Rates of HIV incidence are climbing in the region, with a 250% increase in the number of people living with HIV (410,000) in 2001 compared to 2010 (1.5 million). AIDS-related deaths also continue to rise in this part of the world according to the report, which has been published ahead of World Aids Day on 1 December.

The Russian Federation and Ukraine account for nearly 90% of HIV/AIDS cases in Eastern Europe and Central Asia.

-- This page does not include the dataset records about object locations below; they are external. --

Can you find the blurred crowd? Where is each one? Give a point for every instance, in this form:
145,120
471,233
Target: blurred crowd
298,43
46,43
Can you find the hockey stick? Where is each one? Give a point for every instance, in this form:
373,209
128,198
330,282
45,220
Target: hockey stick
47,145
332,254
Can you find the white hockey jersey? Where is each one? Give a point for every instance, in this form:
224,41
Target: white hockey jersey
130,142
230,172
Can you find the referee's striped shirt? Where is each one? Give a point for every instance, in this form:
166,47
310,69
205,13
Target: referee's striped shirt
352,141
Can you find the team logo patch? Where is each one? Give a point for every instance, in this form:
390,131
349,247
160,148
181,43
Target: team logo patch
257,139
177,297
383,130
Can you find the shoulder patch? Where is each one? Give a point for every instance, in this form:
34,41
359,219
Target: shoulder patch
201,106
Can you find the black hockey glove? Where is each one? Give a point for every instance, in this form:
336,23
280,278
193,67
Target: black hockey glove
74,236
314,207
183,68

In these countries, injecting drug use remains the major cause of HIV infection, with transmission also occurring to the partners of people who inject drugs. Studies in the region have shown that many drug users avoid seeking medical help out of fear they will be reported to law enforcement authorities. This makes it is harder to contain the epidemic, since infected individuals are not identified to receive antiretroviral treatment or provided with counselling on how to reduce sexual transmission.

Experience from around the world has shown that harm reduction programmes need to be targeted among people who inject drugs. When such prevention programmes do not take place, the consequences can be severe. For example, in St Petersburg, HIV prevalence has doubled in the past five years and estimates suggest nearly two-thirds of people who inject drugs now have HIV. 181 million dollars was invested in HIV-related programmes in the Russian Federation during 2008. However, only 8 million of this amount went into HIV-prevention programmes.

The UNAIDS report suggests a shift in strategy is needed in the Russian Federation, so that more money is targeted towards harm-reduction programmes among drugs users. This reprioritization is already starting to happen in the Ukraine, where more of the AIDS prevention budget is being focused towards key affected populations. The authors of the report believe that this more focused approach is required to cut new HIV infections in the Russian Federation.

Young people account for a significant number of new HIV infections among drug users. To slow the spread of HIV, the 2011 Political Declaration adopted at the United Nations General Assembly meeting in June, calls on countries to encourage and support the active involvement of young people in fighting the disease. This means ensuring the young participate on AIDS-related bodies, as well as involving young people in community, family, school, recreation centre and workplace initiatives. The Declaration also pledges countries into taking specific steps to engage young people living with the disease. An HIV Young Leaders Fund has been set up to provide support for leadership among young people most affected by HIV. Since 2010, this Fund has provided 23 grants to projects in 19 countries for youth-lead initiatives and peer-based services in the community.